This section summarizes the configuration attributes for the traversal object. The
configuration can consist of the following attributes:

- *visitor*: visitor function for vertices. The function signature is *function (config, result, vertex, path)*.
   This function is not expected to return a value, but may modify the *variable* as needed
   (e.g. by pushing vertex data into the result).
- *expander*: expander function that is responsible for returning edges and vertices
   directly connected to a vertex . The function signature is *function (config, vertex, path)*.

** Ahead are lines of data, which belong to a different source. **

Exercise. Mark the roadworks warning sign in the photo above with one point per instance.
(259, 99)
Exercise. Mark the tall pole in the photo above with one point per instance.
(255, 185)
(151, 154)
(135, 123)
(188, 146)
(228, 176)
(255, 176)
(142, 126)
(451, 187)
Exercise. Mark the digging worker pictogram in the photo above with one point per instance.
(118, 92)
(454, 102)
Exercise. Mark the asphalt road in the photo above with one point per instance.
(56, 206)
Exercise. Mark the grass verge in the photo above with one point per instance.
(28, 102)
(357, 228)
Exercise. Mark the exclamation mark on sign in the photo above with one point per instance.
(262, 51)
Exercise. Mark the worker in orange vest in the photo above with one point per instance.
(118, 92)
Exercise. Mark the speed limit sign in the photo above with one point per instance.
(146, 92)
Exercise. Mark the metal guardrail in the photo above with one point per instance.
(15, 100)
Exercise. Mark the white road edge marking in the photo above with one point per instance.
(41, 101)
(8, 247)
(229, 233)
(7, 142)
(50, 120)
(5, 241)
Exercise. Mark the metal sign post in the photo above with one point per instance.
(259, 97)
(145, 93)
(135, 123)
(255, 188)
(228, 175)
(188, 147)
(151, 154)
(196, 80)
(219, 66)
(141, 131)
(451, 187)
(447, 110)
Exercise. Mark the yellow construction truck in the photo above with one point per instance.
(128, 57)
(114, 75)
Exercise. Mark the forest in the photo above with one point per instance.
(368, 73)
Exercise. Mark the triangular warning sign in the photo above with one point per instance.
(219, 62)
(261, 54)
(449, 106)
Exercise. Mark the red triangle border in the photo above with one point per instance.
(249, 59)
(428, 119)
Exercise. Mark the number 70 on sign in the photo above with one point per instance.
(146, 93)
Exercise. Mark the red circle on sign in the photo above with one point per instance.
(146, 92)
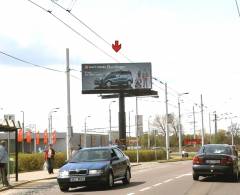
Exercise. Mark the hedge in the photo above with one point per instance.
(145, 155)
(35, 161)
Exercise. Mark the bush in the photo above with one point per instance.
(145, 155)
(35, 161)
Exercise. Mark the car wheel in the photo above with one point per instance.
(110, 180)
(195, 176)
(127, 177)
(235, 177)
(64, 188)
(108, 84)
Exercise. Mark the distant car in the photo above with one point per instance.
(216, 160)
(98, 165)
(115, 79)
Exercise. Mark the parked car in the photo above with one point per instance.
(98, 165)
(115, 79)
(216, 160)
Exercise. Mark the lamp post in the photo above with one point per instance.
(23, 130)
(110, 123)
(149, 132)
(50, 123)
(166, 125)
(85, 131)
(129, 126)
(179, 124)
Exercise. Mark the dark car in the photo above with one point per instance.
(216, 160)
(115, 79)
(98, 165)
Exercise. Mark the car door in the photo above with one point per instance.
(122, 162)
(115, 164)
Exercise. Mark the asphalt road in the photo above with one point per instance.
(152, 178)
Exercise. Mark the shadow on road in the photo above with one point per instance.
(218, 179)
(116, 186)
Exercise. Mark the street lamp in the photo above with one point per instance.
(22, 130)
(85, 133)
(179, 123)
(110, 125)
(50, 123)
(129, 126)
(149, 132)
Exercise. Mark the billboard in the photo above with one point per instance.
(108, 78)
(139, 127)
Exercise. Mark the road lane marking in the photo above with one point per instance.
(166, 181)
(144, 189)
(157, 184)
(180, 176)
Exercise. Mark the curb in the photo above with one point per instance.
(25, 182)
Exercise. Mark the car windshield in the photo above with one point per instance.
(86, 155)
(216, 149)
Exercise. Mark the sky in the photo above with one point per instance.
(193, 46)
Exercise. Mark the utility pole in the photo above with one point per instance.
(167, 129)
(22, 130)
(149, 132)
(210, 128)
(194, 126)
(215, 119)
(202, 121)
(69, 124)
(179, 128)
(136, 121)
(232, 132)
(110, 124)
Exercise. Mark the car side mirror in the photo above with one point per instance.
(65, 162)
(115, 158)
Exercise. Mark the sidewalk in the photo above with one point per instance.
(28, 177)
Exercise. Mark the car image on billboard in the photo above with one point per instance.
(115, 79)
(115, 76)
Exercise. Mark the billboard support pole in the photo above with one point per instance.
(122, 120)
(69, 125)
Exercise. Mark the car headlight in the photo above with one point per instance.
(95, 172)
(63, 174)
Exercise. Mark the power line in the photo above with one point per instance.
(88, 27)
(75, 31)
(26, 62)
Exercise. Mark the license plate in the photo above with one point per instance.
(74, 179)
(213, 161)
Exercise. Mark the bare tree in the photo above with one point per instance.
(159, 124)
(160, 121)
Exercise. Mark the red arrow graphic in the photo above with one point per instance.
(116, 46)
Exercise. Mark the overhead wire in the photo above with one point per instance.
(75, 31)
(27, 62)
(36, 65)
(88, 27)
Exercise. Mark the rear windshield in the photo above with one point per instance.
(87, 155)
(216, 149)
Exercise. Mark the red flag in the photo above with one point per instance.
(45, 137)
(37, 138)
(28, 136)
(20, 135)
(54, 137)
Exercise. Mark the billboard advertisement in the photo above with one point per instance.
(99, 78)
(139, 127)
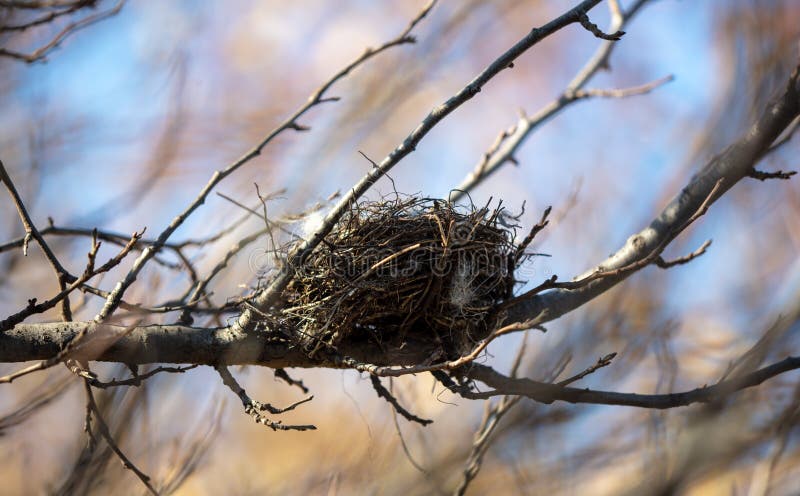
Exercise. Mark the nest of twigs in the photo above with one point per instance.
(408, 268)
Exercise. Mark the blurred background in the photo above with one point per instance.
(125, 122)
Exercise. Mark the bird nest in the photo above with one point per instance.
(412, 268)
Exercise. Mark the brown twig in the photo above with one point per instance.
(41, 52)
(385, 394)
(92, 408)
(254, 408)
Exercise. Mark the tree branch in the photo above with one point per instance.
(713, 180)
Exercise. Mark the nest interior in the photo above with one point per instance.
(408, 268)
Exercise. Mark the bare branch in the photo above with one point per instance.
(42, 52)
(409, 144)
(503, 150)
(254, 408)
(548, 393)
(385, 394)
(717, 177)
(91, 406)
(291, 123)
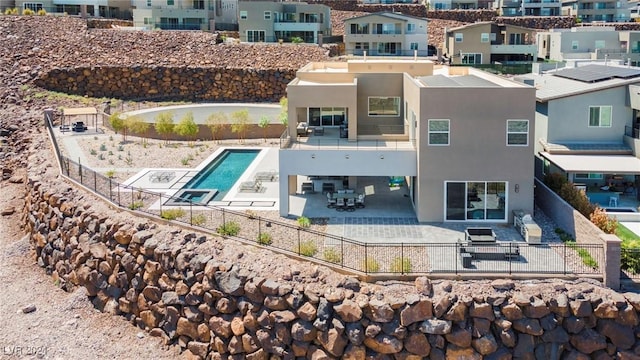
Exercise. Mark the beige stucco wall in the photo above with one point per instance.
(477, 150)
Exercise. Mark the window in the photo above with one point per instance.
(255, 35)
(477, 200)
(599, 116)
(471, 58)
(588, 176)
(438, 132)
(384, 106)
(32, 6)
(359, 28)
(518, 132)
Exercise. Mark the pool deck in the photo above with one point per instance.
(266, 161)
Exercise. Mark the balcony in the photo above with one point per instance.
(295, 26)
(514, 49)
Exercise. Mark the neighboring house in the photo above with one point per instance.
(186, 14)
(587, 123)
(462, 138)
(386, 33)
(268, 21)
(528, 7)
(589, 43)
(588, 11)
(488, 42)
(97, 8)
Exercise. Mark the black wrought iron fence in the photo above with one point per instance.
(349, 254)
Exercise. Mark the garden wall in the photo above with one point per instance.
(186, 289)
(582, 230)
(170, 83)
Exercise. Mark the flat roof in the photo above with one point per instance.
(613, 164)
(550, 87)
(79, 111)
(456, 81)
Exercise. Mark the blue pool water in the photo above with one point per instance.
(223, 172)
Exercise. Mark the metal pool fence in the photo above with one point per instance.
(369, 258)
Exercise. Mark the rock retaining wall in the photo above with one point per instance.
(186, 289)
(175, 83)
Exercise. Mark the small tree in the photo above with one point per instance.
(240, 123)
(164, 125)
(119, 125)
(284, 111)
(216, 123)
(138, 126)
(263, 124)
(187, 127)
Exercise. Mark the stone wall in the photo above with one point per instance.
(170, 83)
(184, 288)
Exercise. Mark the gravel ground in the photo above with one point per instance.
(63, 325)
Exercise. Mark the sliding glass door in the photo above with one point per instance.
(327, 116)
(475, 200)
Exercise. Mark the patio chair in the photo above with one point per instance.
(331, 201)
(351, 204)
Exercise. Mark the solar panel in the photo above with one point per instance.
(595, 73)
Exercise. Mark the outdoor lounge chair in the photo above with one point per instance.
(351, 204)
(251, 186)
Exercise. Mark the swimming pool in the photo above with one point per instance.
(223, 172)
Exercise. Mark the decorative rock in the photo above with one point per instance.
(417, 344)
(435, 326)
(348, 311)
(419, 311)
(384, 344)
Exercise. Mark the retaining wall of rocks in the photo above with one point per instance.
(186, 289)
(174, 83)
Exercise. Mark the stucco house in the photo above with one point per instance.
(589, 43)
(386, 33)
(404, 118)
(588, 125)
(270, 21)
(488, 42)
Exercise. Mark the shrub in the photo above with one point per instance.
(265, 239)
(555, 181)
(171, 214)
(401, 265)
(304, 222)
(136, 205)
(198, 219)
(332, 255)
(230, 228)
(370, 265)
(308, 248)
(600, 218)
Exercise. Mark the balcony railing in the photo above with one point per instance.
(632, 132)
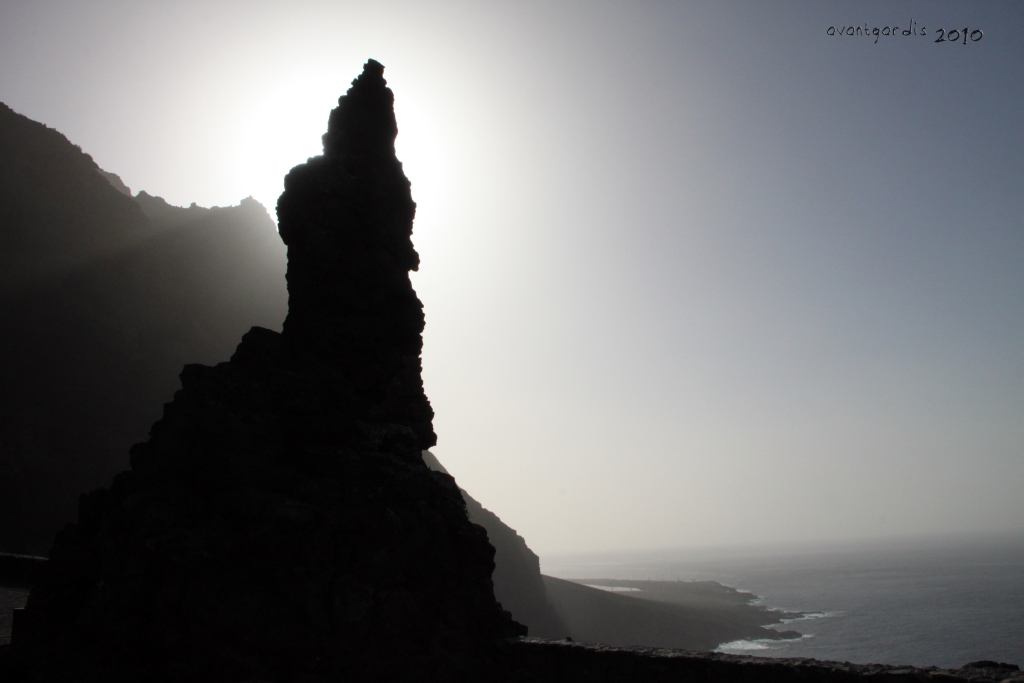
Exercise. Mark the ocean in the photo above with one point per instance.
(916, 601)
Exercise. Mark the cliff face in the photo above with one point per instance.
(280, 523)
(101, 302)
(518, 584)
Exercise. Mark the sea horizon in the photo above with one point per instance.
(939, 600)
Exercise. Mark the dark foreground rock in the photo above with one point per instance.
(550, 662)
(280, 522)
(103, 297)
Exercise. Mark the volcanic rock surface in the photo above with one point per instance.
(280, 522)
(103, 297)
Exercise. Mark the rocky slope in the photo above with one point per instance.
(104, 298)
(280, 522)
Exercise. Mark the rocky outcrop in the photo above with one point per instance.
(518, 584)
(102, 301)
(280, 522)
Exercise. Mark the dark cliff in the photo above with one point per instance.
(518, 584)
(102, 301)
(280, 523)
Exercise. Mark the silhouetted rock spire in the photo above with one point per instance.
(280, 523)
(347, 220)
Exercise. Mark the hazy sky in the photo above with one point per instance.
(694, 272)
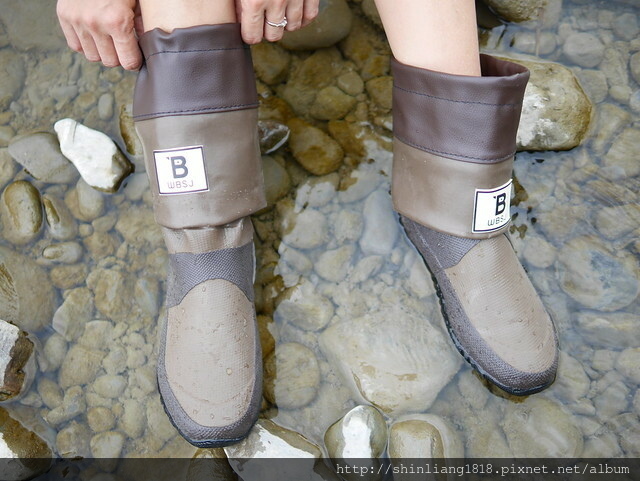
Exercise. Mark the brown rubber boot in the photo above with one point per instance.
(454, 145)
(195, 109)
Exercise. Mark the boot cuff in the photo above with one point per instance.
(472, 119)
(194, 70)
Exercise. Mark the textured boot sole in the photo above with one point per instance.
(461, 350)
(207, 443)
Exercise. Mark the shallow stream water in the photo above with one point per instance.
(575, 228)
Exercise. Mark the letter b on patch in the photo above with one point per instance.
(181, 171)
(492, 208)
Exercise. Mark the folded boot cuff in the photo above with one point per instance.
(194, 70)
(472, 119)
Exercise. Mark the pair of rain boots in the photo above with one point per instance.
(195, 110)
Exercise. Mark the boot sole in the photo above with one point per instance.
(207, 443)
(485, 375)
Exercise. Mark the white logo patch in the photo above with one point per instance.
(181, 171)
(492, 208)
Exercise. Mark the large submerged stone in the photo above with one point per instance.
(27, 297)
(400, 371)
(95, 155)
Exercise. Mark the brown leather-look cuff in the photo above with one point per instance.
(194, 70)
(471, 119)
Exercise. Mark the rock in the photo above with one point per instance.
(517, 11)
(628, 364)
(105, 106)
(12, 77)
(572, 383)
(402, 371)
(634, 66)
(21, 212)
(272, 135)
(615, 330)
(534, 43)
(292, 376)
(539, 427)
(334, 265)
(379, 89)
(618, 163)
(626, 26)
(597, 277)
(73, 441)
(133, 420)
(306, 230)
(90, 201)
(73, 404)
(361, 433)
(420, 436)
(583, 49)
(268, 440)
(60, 221)
(303, 307)
(17, 362)
(107, 445)
(313, 149)
(271, 62)
(96, 156)
(29, 455)
(77, 309)
(100, 419)
(617, 221)
(331, 103)
(556, 112)
(276, 180)
(64, 252)
(80, 366)
(350, 83)
(380, 225)
(594, 84)
(332, 24)
(27, 297)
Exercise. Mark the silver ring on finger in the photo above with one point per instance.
(280, 24)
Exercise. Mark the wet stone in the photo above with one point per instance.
(541, 428)
(399, 372)
(77, 309)
(292, 376)
(60, 221)
(95, 155)
(597, 277)
(583, 49)
(30, 454)
(424, 436)
(40, 155)
(313, 149)
(17, 362)
(21, 212)
(27, 297)
(332, 24)
(361, 433)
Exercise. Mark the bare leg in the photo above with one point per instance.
(438, 35)
(170, 14)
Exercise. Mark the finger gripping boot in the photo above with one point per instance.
(454, 144)
(195, 109)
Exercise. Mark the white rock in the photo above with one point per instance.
(17, 362)
(361, 433)
(380, 225)
(94, 154)
(292, 376)
(402, 371)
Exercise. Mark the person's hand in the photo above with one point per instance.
(103, 30)
(254, 16)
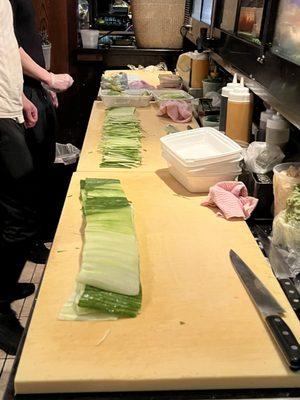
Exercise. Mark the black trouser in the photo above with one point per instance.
(41, 142)
(18, 199)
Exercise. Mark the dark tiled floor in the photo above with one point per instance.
(31, 273)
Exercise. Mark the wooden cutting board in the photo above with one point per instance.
(198, 328)
(152, 129)
(151, 77)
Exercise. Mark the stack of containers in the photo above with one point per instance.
(202, 157)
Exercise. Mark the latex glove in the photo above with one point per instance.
(59, 82)
(53, 98)
(30, 113)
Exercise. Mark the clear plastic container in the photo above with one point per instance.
(283, 185)
(128, 98)
(201, 146)
(226, 166)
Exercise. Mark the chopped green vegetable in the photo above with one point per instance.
(121, 146)
(112, 303)
(292, 214)
(110, 258)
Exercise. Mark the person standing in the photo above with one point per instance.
(41, 139)
(18, 217)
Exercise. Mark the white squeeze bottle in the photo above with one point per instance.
(239, 114)
(224, 101)
(264, 116)
(278, 130)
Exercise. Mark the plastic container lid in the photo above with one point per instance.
(277, 122)
(231, 85)
(265, 115)
(200, 146)
(240, 94)
(199, 56)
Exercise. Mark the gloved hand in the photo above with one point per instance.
(53, 98)
(30, 113)
(59, 82)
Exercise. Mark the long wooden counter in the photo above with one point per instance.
(150, 77)
(152, 130)
(198, 328)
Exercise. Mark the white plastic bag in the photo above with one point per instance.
(261, 157)
(66, 154)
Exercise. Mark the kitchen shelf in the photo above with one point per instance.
(259, 90)
(123, 33)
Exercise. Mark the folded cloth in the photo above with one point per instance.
(232, 200)
(140, 85)
(178, 111)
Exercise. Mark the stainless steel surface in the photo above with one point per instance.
(260, 91)
(262, 298)
(280, 268)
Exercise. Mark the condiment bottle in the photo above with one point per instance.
(239, 114)
(200, 68)
(264, 116)
(224, 100)
(277, 131)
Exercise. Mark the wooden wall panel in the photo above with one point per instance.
(58, 18)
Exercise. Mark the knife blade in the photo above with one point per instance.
(270, 311)
(280, 268)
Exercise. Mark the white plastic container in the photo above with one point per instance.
(201, 146)
(210, 169)
(128, 98)
(200, 183)
(163, 95)
(89, 38)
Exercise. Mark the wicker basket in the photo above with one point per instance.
(157, 23)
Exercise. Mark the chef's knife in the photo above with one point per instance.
(280, 270)
(270, 310)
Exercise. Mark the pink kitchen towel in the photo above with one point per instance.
(232, 200)
(178, 111)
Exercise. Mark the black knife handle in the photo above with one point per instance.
(291, 293)
(286, 340)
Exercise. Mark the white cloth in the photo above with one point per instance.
(11, 76)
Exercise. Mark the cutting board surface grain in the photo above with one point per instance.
(198, 328)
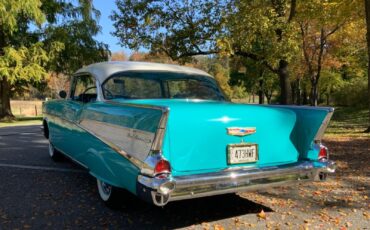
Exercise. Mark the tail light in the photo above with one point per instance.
(162, 168)
(324, 153)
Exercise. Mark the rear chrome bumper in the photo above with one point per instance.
(160, 191)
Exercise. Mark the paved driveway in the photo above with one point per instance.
(38, 193)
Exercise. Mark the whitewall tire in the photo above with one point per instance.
(111, 195)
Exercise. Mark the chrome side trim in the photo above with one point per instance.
(324, 125)
(226, 181)
(155, 154)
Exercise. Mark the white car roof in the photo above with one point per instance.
(103, 70)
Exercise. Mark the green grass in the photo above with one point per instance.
(22, 121)
(348, 121)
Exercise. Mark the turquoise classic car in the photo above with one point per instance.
(167, 133)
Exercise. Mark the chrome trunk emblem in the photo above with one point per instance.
(240, 131)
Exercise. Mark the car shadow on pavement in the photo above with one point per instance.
(186, 213)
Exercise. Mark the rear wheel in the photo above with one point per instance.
(111, 195)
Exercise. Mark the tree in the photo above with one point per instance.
(183, 29)
(62, 42)
(319, 21)
(19, 59)
(75, 27)
(367, 10)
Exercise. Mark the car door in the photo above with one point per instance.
(83, 92)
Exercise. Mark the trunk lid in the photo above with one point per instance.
(196, 137)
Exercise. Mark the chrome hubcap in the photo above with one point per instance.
(51, 150)
(106, 188)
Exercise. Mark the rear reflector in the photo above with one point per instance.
(323, 154)
(162, 167)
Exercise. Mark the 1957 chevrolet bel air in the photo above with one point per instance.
(167, 133)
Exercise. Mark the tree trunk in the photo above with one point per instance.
(5, 111)
(284, 83)
(367, 10)
(261, 96)
(327, 99)
(294, 89)
(298, 92)
(314, 93)
(304, 101)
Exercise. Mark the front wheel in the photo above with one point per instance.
(109, 194)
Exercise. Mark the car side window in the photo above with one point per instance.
(131, 88)
(188, 88)
(84, 89)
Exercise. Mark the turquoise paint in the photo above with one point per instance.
(101, 160)
(196, 139)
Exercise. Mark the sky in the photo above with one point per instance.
(106, 7)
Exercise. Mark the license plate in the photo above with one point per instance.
(242, 153)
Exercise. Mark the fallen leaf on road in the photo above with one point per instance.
(218, 227)
(262, 215)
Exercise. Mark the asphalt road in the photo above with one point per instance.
(37, 193)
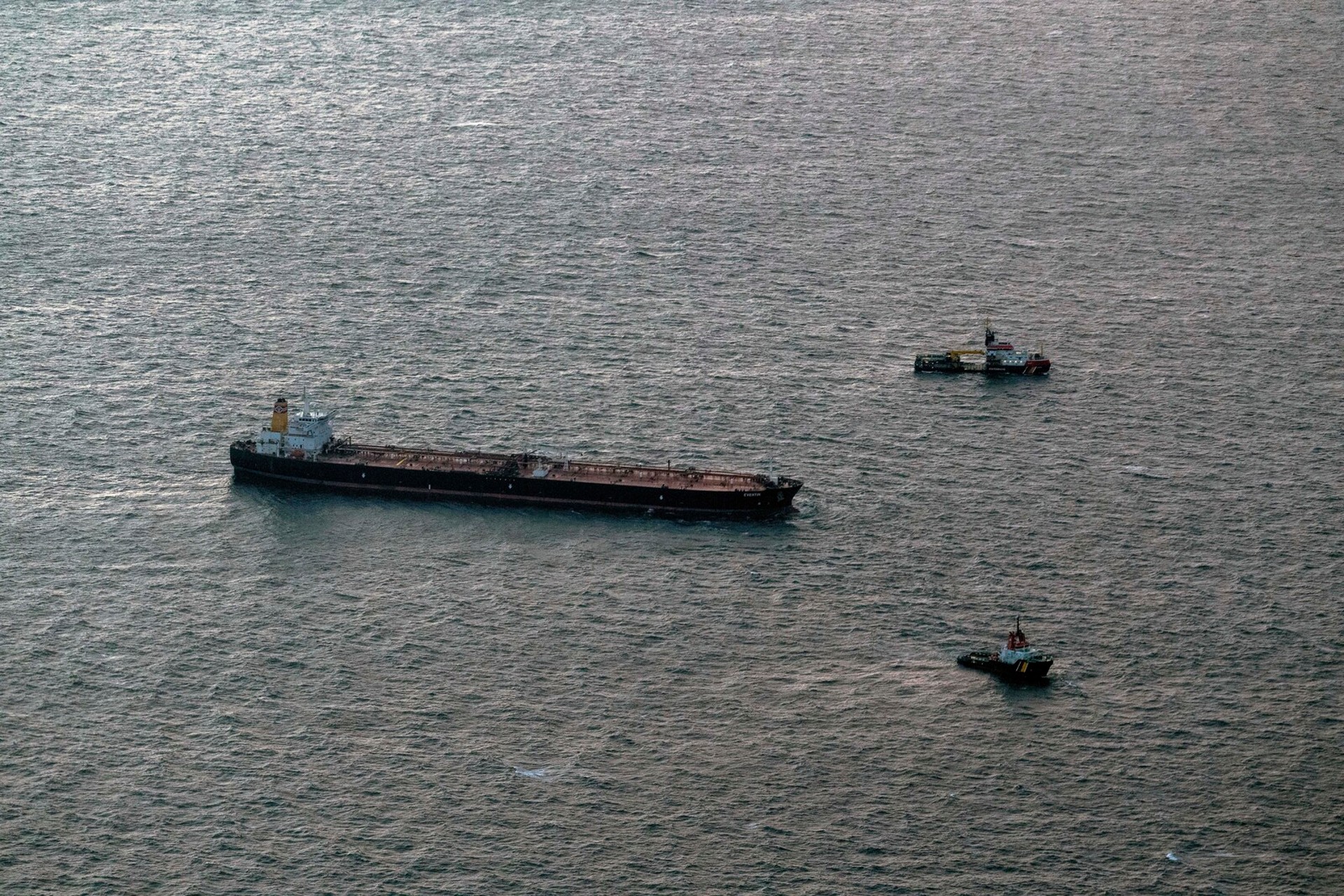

   The expander function is required to return a list of connection objects, consisting of an
   *edge* and *vertex* attribute each.
- *filter*: vertex filter function. The function signature is *function (config, vertex, path)*. It
   may return one of the following values:
   - *undefined*: vertex will be included in the result and connected edges will be traversed
   - *exclude*: vertex will not be included in the result and connected edges will be traversed
   - *prune*: vertex will be included in the result but connected edges will not be traversed
   - [ *prune*, *exclude* ]: vertex will not be included in the result and connected edges will not
     be returned
- *expandFilter*: filter function applied on each edge/vertex combination determined by the expander.
  The function signature is *function (config, vertex, edge, path)*. The function should return
  *true* if the edge/vertex combination should be processed, and *false* if it should be ignored.
- *sort*: a filter function to determine the order in which connected edges are processed. The
  function signature is *function (l, r)*. The function is required to return one of the following
  values:
  - *-1* if *l* should have a sort value less than *r*
  - *1* if *l* should have a higher sort value than *r*
  - *0* if *l* and *r* have the same sort value
- *strategy*: determines the visitation strategy. Possible values are *depthfirst* and *breadthfirst*.
- *order*: determines the visitation order. Possible values are *preorder* and *postorder*.
- *itemOrder*: determines the order in which connections returned by the expander will be processed.
  Possible values are *forward* and *backward*.
- *maxDepth*: if set to a value greater than *0*, this will limit the traversal to this maximum depth.
- *minDepth*: if set to a value greater than *0*, all vertices found on a level below the *minDepth*
  level will not be included in the result.
- *maxIterations*: the maximum number of iterations that the traversal is allowed to perform. It is
  sensible to set this number so unbounded traversals will terminate at some point.
- *uniqueness*: an object that defines how repeated visitations of vertices should be handled.
  The *uniqueness* object can have a sub-attribute *vertices*, and a sub-attribute *edges*. Each
  sub-attribute can have one of the following values:
  - *none*: no uniqueness constraints
  - *path*: element is excluded if it is already contained in the current path. This setting may be
    sensible for graphs that contain cycles (e.g. A -> B -> C -> A).
  - *global*: element is excluded if it was already found/visited at any point during the traversal.